XVII) secret

568 23 17
                                    

Jackson'la bir süre daha konuştuktan sonra samimi birisi olduğunu düşünmeye başlamıştım. Hem muhabbeti falan da sarıyordu. Üstelik onun da iki gün sonraki kampa geleceğini öğrenmiştim. Sanırım kampta Jerrie'den başka takılabileceğim bir arkadaşım daha olmuştu.

Bir süre daha konuştuktan sonra dersi olduğu için gitmesi gerektiğini söyledi ve kafeteryadan ayrıldı.

Çok geçmeden uzaktan dalgın bir şekilde yanıma doğru gelen Jerrie'yle kendime gelmiştim. Suratının asık olması dikkatimi çekmişti.

"Hey bitti mi sonunda ders?Hoşgeldin hayatım."

Bir süre suratıma bir şey söylemek ister gibi baktıktan sonra açtığı ağzını geri kapattı ve hiçbir şey olmamış gibi cevap verdi.

"Hoşbuldum, evet bitti ders."

Yanımdaki boş sandalyeye kendini bıraktı ve dalgın bakışlarla masayı süzmeye başladı.

"Sorun ne Jerrie? Bir sıkıntın var gibi..."

"Ah yok bir şey yoruldum sadece."

Yapmacık gelen gülümsemesiyle bir sorun olduğunu net olarak anlamıştım. Ama sıkıştırmak istemedim ve uzatmamak adına sorguyu erteleyecektim.

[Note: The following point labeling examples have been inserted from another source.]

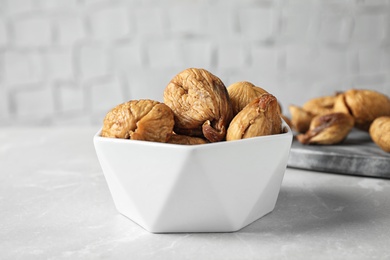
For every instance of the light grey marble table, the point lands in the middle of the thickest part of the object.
(55, 204)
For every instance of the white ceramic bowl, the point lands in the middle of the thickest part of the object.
(217, 187)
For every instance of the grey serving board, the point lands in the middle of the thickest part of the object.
(357, 155)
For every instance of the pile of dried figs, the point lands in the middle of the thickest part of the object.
(197, 109)
(329, 119)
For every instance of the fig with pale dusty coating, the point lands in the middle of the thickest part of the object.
(327, 129)
(380, 132)
(242, 93)
(258, 118)
(146, 120)
(363, 105)
(300, 119)
(200, 103)
(320, 105)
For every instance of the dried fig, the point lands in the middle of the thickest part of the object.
(329, 128)
(185, 139)
(380, 132)
(300, 119)
(200, 103)
(259, 117)
(146, 120)
(320, 105)
(364, 106)
(242, 93)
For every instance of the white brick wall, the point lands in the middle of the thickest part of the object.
(68, 62)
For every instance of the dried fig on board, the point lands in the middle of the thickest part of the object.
(300, 119)
(320, 105)
(380, 132)
(200, 103)
(146, 120)
(260, 117)
(242, 93)
(330, 128)
(363, 105)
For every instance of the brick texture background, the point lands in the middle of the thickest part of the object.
(67, 62)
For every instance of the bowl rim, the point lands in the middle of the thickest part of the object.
(286, 134)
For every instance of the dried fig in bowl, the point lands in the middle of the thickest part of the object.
(258, 118)
(200, 103)
(242, 93)
(146, 120)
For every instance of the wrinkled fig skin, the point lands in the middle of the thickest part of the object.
(364, 106)
(300, 119)
(186, 140)
(146, 120)
(200, 103)
(320, 105)
(380, 132)
(327, 129)
(242, 93)
(258, 118)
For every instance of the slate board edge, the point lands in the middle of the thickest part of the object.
(359, 165)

"Tamam öyleyse... Ders nasıl geçti?"

"Sıradan her zamanki gibi işte."

Çevreden gelen seslerle kafeteryaya Zayn'in geldiğini fark ettim. Garip olan diğer kısım ise Jerrie'yle bakışmalarıydı. Derste kavga falan mı etmişlerdi bunlar anlamadım?

Jerrie'den

Ellie dersten çıktıktan sonra hala olanları kavrayamamıştım. Derste uyuduğu için dersten atmakta neydi amınakoyayım. Çantamdan telefonumu çıkardım ve Ellie'ye mesaj attım.

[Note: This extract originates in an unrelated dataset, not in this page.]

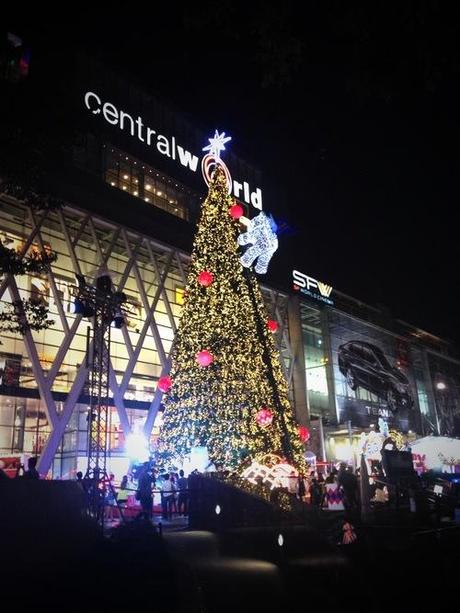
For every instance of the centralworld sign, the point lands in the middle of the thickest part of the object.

Jerrie : Daha demin ne yaşandı amınakoyayım?

Mesajımın üstünden yaklaşık beş dakika geçmesine rağmen geri dönmeyince meraklanmaya başladım.

Jerrie : Ellie nerdesin, iyi misin hayatım?

Nasıl olsa döner diye düşünerek telefonu masaya bırakıp derse odaklanmıştım.

...

Bir saat süren ders sonunda sonlandı ve telefonumu alıp Ellie'den gelen mesaja baktım.

*1 yeni okunmamış mesaj*

Ellie : İyiyim kafeteryadayım. (10.29)

Daha fazla beklemeyerek çantamı toplayıp kafeteryaya gitmek için adımladım. Tam kapıdan çıkıyordum ki Zayn seslenmişti.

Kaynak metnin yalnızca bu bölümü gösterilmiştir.